While we were successful in persuading Canada and British Columbia to incorporate the concept of a periodic review of the treaty every 15 years, we were not able to find wording to give precise guidance on how this review would take place. It is our understanding that the governments at that time were afraid we were simply looking for an opportunity to renegotiate the treaty at a later date. In fact, this was very much not the case. While we had no desire to renegotiate our treaty, we felt it was imperative we build a degree of flexibility to allow future generations to make economic, legal, and policy decisions that ensured that the objectives of the treaty were met. We felt, and still feel, it is critical to know which aspects of our treaty are working and which are not.

While the provisions in our treaty are not specific in this regard, it is our view that the periodic review process should be informed to the greatest degree possible by a statistical baseline of information. We therefore strongly urge Canada and British Columbia to adopt policies to foster data collection in post-treaty first nations; as well, to use various generally accepted criteria of social, economic, and policy indicators in this process; to work directly with first nations in this data collection and to invest the necessary resources in this data collection. It is our view that this information will allow for better governance and will benefit both the Maa-nulth and the federal and provincial governments. More importantly, we believe this information can be of immense assistance in bringing about true reconciliation.
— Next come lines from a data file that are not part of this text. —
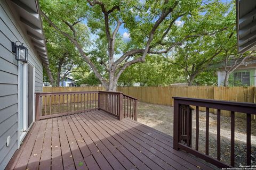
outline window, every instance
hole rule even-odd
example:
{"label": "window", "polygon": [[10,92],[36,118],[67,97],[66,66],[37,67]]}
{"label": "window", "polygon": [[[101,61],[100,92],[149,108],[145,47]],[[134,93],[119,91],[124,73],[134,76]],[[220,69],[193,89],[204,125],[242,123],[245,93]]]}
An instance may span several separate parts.
{"label": "window", "polygon": [[235,86],[250,86],[250,72],[234,73]]}

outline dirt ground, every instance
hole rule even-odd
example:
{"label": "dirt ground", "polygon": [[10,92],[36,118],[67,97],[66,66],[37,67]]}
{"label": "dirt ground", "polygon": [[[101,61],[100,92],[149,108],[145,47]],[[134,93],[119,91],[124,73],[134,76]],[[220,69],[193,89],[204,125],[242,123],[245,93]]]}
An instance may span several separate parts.
{"label": "dirt ground", "polygon": [[[173,135],[173,107],[138,103],[138,121],[160,131]],[[193,114],[192,147],[195,148],[196,116]],[[199,150],[205,152],[205,113],[199,112]],[[209,155],[217,158],[217,116],[210,114],[209,118]],[[235,118],[235,167],[246,165],[246,120]],[[256,165],[256,121],[251,122],[251,164]],[[221,160],[230,164],[230,118],[221,117]]]}

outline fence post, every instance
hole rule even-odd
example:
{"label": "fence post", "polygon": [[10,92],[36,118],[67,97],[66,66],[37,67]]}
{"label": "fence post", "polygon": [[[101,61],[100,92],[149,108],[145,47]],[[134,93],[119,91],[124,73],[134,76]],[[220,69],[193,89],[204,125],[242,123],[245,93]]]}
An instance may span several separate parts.
{"label": "fence post", "polygon": [[98,108],[100,109],[100,91],[98,92]]}
{"label": "fence post", "polygon": [[40,110],[40,94],[36,94],[36,103],[35,104],[35,121],[37,121],[39,119],[39,115],[41,113]]}
{"label": "fence post", "polygon": [[173,149],[179,149],[179,103],[174,99],[173,108]]}
{"label": "fence post", "polygon": [[123,94],[120,93],[119,95],[119,120],[123,119],[124,114],[123,113]]}
{"label": "fence post", "polygon": [[134,120],[137,121],[137,100],[134,100]]}

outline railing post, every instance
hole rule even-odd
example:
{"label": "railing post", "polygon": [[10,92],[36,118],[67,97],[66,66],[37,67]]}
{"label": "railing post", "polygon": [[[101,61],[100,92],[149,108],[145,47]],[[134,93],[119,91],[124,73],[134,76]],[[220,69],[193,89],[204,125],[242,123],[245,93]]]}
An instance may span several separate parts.
{"label": "railing post", "polygon": [[179,103],[174,99],[174,108],[173,108],[173,149],[175,150],[179,149],[179,123],[180,121],[179,120]]}
{"label": "railing post", "polygon": [[98,108],[101,108],[100,107],[100,92],[98,92]]}
{"label": "railing post", "polygon": [[120,93],[119,95],[119,120],[123,119],[124,114],[123,113],[123,94]]}
{"label": "railing post", "polygon": [[40,114],[40,94],[36,94],[36,103],[35,107],[35,121],[37,121],[39,120],[39,115]]}
{"label": "railing post", "polygon": [[137,121],[137,100],[134,100],[134,120]]}

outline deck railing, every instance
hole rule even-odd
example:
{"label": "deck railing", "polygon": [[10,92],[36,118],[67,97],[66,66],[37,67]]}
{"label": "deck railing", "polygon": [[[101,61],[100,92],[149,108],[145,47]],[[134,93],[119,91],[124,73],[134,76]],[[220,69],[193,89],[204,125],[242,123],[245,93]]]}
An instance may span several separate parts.
{"label": "deck railing", "polygon": [[[251,121],[252,115],[256,114],[256,104],[248,103],[230,102],[222,100],[173,97],[174,124],[173,148],[181,149],[204,159],[219,168],[235,166],[235,112],[243,113],[246,115],[246,165],[251,165]],[[205,152],[198,151],[199,107],[206,108]],[[195,146],[192,146],[192,110],[196,110]],[[209,156],[209,108],[217,112],[217,156]],[[221,162],[221,110],[230,113],[230,163]]]}
{"label": "deck railing", "polygon": [[[123,105],[125,98],[130,105]],[[36,120],[101,109],[119,120],[137,120],[137,99],[120,92],[77,91],[36,93]],[[130,110],[128,113],[124,110]]]}

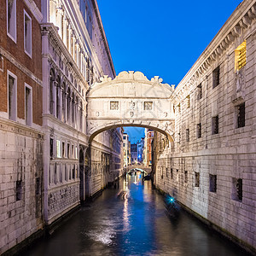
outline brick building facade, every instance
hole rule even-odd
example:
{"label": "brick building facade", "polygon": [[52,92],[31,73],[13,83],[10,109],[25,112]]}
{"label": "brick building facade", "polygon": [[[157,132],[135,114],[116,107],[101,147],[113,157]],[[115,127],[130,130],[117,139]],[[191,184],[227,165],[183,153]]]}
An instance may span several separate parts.
{"label": "brick building facade", "polygon": [[0,1],[0,253],[43,228],[40,1]]}

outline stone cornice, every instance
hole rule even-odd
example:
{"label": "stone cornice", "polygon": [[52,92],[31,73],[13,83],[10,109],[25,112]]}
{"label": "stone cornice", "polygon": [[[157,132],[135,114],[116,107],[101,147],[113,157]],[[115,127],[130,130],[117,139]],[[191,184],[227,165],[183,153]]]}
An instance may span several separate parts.
{"label": "stone cornice", "polygon": [[[184,78],[177,84],[175,93],[182,100],[193,89],[195,81],[206,74],[209,67],[224,55],[235,42],[236,38],[241,35],[242,30],[247,30],[256,19],[256,0],[244,0],[236,9],[212,42],[202,52]],[[194,84],[195,85],[195,84]],[[195,87],[195,86],[194,86]]]}
{"label": "stone cornice", "polygon": [[61,52],[63,54],[63,55],[67,59],[67,61],[69,64],[68,66],[69,66],[70,69],[73,69],[75,72],[76,75],[79,78],[79,79],[81,80],[81,82],[83,83],[83,84],[84,85],[86,90],[88,90],[89,89],[88,84],[86,83],[83,74],[81,73],[80,70],[79,69],[73,56],[67,50],[63,41],[60,38],[55,26],[53,23],[43,23],[43,24],[41,24],[41,31],[42,31],[42,34],[45,33],[46,32],[48,32],[49,33],[49,37],[55,42],[55,46],[58,47],[61,49]]}
{"label": "stone cornice", "polygon": [[21,63],[17,61],[12,55],[10,55],[9,52],[7,52],[1,46],[0,46],[0,55],[2,55],[3,57],[5,57],[9,61],[10,61],[12,64],[14,64],[16,67],[18,67],[21,72],[23,72],[26,75],[27,75],[30,79],[32,79],[37,84],[43,86],[43,82],[41,79],[37,78],[29,69],[27,69],[25,66],[23,66]]}
{"label": "stone cornice", "polygon": [[43,15],[33,0],[23,0],[38,23],[43,20]]}

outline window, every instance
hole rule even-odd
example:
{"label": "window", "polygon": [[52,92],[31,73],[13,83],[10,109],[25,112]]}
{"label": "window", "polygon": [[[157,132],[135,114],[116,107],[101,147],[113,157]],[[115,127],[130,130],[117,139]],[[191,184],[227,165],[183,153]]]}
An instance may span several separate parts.
{"label": "window", "polygon": [[111,110],[119,110],[119,102],[110,102]]}
{"label": "window", "polygon": [[9,119],[15,121],[17,119],[17,77],[7,72],[8,75],[8,111]]}
{"label": "window", "polygon": [[245,126],[245,102],[236,107],[237,124],[236,128]]}
{"label": "window", "polygon": [[196,136],[198,138],[201,137],[201,123],[196,125]]}
{"label": "window", "polygon": [[41,195],[41,182],[40,177],[36,178],[36,195]]}
{"label": "window", "polygon": [[247,42],[242,42],[235,50],[235,71],[247,64]]}
{"label": "window", "polygon": [[32,126],[32,87],[25,84],[25,119],[26,125]]}
{"label": "window", "polygon": [[186,142],[189,142],[189,129],[186,129]]}
{"label": "window", "polygon": [[217,191],[217,175],[210,174],[210,192]]}
{"label": "window", "polygon": [[201,84],[200,84],[199,85],[197,85],[197,99],[201,100],[202,97],[202,90],[201,90]]}
{"label": "window", "polygon": [[219,67],[217,67],[212,72],[212,89],[219,84]]}
{"label": "window", "polygon": [[232,199],[236,201],[242,201],[242,179],[232,178]]}
{"label": "window", "polygon": [[65,143],[62,143],[62,158],[65,157]]}
{"label": "window", "polygon": [[187,100],[187,107],[188,107],[188,108],[190,108],[190,96],[189,95],[188,95],[186,96],[186,100]]}
{"label": "window", "polygon": [[58,158],[61,158],[61,142],[56,140],[56,155]]}
{"label": "window", "polygon": [[199,187],[200,185],[200,173],[195,172],[195,187]]}
{"label": "window", "polygon": [[20,201],[22,198],[22,181],[16,181],[16,201]]}
{"label": "window", "polygon": [[24,50],[32,56],[32,19],[24,10]]}
{"label": "window", "polygon": [[69,158],[69,156],[70,156],[70,154],[70,154],[70,152],[69,152],[69,151],[70,151],[70,150],[69,150],[69,148],[70,148],[70,144],[67,143],[67,158]]}
{"label": "window", "polygon": [[188,171],[184,171],[184,183],[188,183]]}
{"label": "window", "polygon": [[153,102],[144,102],[144,110],[152,110]]}
{"label": "window", "polygon": [[49,139],[49,157],[53,159],[53,138]]}
{"label": "window", "polygon": [[212,119],[212,134],[218,133],[218,115]]}
{"label": "window", "polygon": [[7,0],[7,34],[16,43],[16,0]]}

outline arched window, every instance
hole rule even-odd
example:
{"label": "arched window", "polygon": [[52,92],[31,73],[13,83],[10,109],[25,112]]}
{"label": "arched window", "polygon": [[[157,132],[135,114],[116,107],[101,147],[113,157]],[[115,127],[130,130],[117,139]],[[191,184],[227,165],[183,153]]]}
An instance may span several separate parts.
{"label": "arched window", "polygon": [[67,122],[70,121],[70,103],[71,103],[71,93],[70,93],[70,88],[67,88]]}
{"label": "arched window", "polygon": [[78,119],[78,112],[79,112],[79,98],[78,96],[75,96],[75,108],[74,108],[74,121],[75,121],[75,126],[79,127],[79,119]]}
{"label": "arched window", "polygon": [[66,84],[62,84],[62,93],[61,93],[61,97],[62,97],[62,121],[66,122]]}
{"label": "arched window", "polygon": [[71,103],[71,119],[72,119],[72,124],[74,123],[74,93],[72,94],[72,103]]}
{"label": "arched window", "polygon": [[51,69],[49,72],[49,110],[51,114],[54,113],[54,82],[55,82],[55,73]]}
{"label": "arched window", "polygon": [[61,78],[56,79],[56,117],[61,119]]}
{"label": "arched window", "polygon": [[83,130],[83,103],[80,102],[80,130]]}

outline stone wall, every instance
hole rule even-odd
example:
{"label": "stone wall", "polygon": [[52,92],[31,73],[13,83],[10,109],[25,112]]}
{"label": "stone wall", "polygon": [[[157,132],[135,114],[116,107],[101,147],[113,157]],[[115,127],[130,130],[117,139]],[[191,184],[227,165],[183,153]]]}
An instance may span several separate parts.
{"label": "stone wall", "polygon": [[[254,10],[244,1],[177,86],[174,143],[158,134],[154,166],[160,189],[255,252]],[[236,70],[244,41],[246,65]]]}
{"label": "stone wall", "polygon": [[0,119],[0,253],[43,229],[41,133]]}

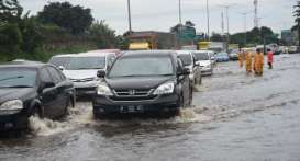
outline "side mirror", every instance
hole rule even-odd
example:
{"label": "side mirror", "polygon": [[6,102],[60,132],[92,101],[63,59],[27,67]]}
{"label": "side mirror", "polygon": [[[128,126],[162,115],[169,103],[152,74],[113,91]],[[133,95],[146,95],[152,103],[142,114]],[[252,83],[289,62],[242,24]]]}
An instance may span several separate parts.
{"label": "side mirror", "polygon": [[42,85],[38,88],[38,91],[42,92],[45,89],[54,88],[54,82],[43,82]]}
{"label": "side mirror", "polygon": [[104,70],[98,70],[97,71],[97,77],[99,77],[99,78],[104,78],[105,74],[107,74],[107,72]]}
{"label": "side mirror", "polygon": [[64,71],[64,70],[65,70],[65,67],[64,67],[64,66],[58,66],[58,69],[59,69],[60,71]]}
{"label": "side mirror", "polygon": [[184,68],[181,70],[181,72],[178,73],[179,76],[186,76],[186,74],[190,74],[190,69],[189,68]]}

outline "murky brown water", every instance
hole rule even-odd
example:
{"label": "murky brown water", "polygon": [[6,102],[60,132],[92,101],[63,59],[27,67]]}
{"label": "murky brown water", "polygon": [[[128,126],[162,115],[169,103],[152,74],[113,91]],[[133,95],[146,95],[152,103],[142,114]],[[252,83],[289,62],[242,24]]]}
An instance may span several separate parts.
{"label": "murky brown water", "polygon": [[275,60],[262,78],[220,64],[175,118],[96,122],[87,102],[66,120],[32,118],[34,134],[0,138],[0,160],[298,161],[300,55]]}

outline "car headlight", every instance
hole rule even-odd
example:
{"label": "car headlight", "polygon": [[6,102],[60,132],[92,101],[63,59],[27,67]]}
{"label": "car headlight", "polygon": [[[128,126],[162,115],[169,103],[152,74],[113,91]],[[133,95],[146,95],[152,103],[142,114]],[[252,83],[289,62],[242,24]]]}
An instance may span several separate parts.
{"label": "car headlight", "polygon": [[205,68],[210,68],[211,66],[210,65],[207,65]]}
{"label": "car headlight", "polygon": [[174,82],[167,82],[159,85],[153,94],[160,95],[160,94],[171,94],[174,92]]}
{"label": "car headlight", "polygon": [[4,102],[0,106],[0,111],[15,111],[19,112],[23,108],[23,102],[21,100],[12,100]]}
{"label": "car headlight", "polygon": [[113,95],[110,88],[108,85],[99,84],[97,87],[97,94],[98,95]]}

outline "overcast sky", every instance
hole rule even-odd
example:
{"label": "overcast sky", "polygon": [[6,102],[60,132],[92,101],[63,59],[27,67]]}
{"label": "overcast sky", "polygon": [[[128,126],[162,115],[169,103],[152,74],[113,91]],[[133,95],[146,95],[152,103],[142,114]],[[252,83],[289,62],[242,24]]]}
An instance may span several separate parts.
{"label": "overcast sky", "polygon": [[[32,14],[41,11],[47,2],[66,0],[20,0],[25,10]],[[92,10],[97,20],[105,20],[118,34],[127,31],[126,0],[67,0]],[[270,26],[279,33],[293,25],[292,5],[297,0],[258,0],[259,25]],[[190,20],[197,32],[207,31],[205,0],[181,0],[182,21]],[[254,26],[253,0],[209,0],[210,28],[221,33],[221,4],[232,4],[229,12],[230,33],[244,31],[244,16],[247,14],[247,30]],[[131,0],[133,31],[169,31],[178,23],[178,0]],[[225,23],[226,27],[226,23]]]}

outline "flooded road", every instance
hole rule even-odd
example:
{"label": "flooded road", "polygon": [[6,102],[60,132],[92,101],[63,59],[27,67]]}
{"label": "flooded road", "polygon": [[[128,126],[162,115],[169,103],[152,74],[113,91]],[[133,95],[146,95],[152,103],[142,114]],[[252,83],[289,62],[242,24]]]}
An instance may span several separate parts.
{"label": "flooded road", "polygon": [[1,161],[299,161],[300,55],[275,57],[264,77],[219,64],[193,108],[169,119],[93,120],[79,102],[62,122],[31,119],[34,133],[0,138]]}

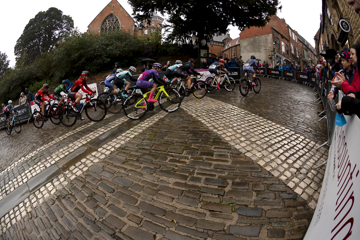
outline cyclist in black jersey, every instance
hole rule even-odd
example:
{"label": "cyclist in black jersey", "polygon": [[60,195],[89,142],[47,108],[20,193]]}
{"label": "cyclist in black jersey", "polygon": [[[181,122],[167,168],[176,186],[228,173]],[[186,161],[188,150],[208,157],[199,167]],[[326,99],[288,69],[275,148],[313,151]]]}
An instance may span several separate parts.
{"label": "cyclist in black jersey", "polygon": [[[202,73],[198,73],[194,69],[194,64],[195,61],[193,58],[189,59],[187,63],[180,63],[178,64],[174,71],[174,75],[175,77],[173,79],[174,82],[175,82],[178,78],[180,78],[183,81],[185,85],[185,82],[187,82],[188,88],[186,90],[188,92],[191,92],[190,87],[191,86],[191,78],[190,75],[193,74],[194,75],[200,75],[202,77],[203,75]],[[192,72],[190,72],[191,70]]]}

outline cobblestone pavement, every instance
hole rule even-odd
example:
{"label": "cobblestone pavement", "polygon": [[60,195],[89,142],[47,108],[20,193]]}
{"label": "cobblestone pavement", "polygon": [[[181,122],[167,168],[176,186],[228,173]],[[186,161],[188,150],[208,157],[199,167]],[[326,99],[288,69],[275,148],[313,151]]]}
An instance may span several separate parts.
{"label": "cobblestone pavement", "polygon": [[[176,112],[105,141],[1,218],[0,240],[301,237],[323,177],[310,168],[327,153],[296,129],[214,98],[187,98]],[[60,126],[69,131],[23,155],[14,149],[18,158],[0,173],[0,198],[127,120]]]}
On modern treaties and loan funding, in addition to acknowledging that modern treaties are living documents by which reconciliation is achieved over time, the Maa-nulth treaty nations strongly believe that the process itself must be fair and equitable. To the extent the current federal policy requires first nations to borrow money in order to participate in treaty negotiations, we believe that the process is inherently inequitable. First nations should not be required to pay to solve a problem they did not create, a problem that has had profound adverse effects upon our communities for generations. We agreed to this policy approach and to borrow a great deal of money because we felt we had no alternative if we were going to bring about an end to the historic colonial relationship.

However, the existence of these loans has proved to be both a political and an economic hardship. If Canada truly wants reconciliation with first nations, we urge you to, first, eliminate the required borrowing provisions in the comprehensive claims policy; second, forgive the loans that are currently outstanding for communities that have been engaged in treaty negotiations; and third, to the extent that any community has repaid any portion of their loans, those communities should be reimbursed for those funds.

With that, we thank you for the opportunity to express our views on these matters. It should be noted, however, that there are a great many more aspects to the claims policy about which we have views and recommendations.

Given the magnitude of the task you have taken on and the limited time we had to prepare and present our perspective, we would like to recommend that the standing committee allow Maa-nulth communities further time to prepare a more comprehensive analysis of your policy. If this were to be the case, we would be most willing to appear before you a second time and to speak to your recommendations.

Once again, thank you for this opportunity.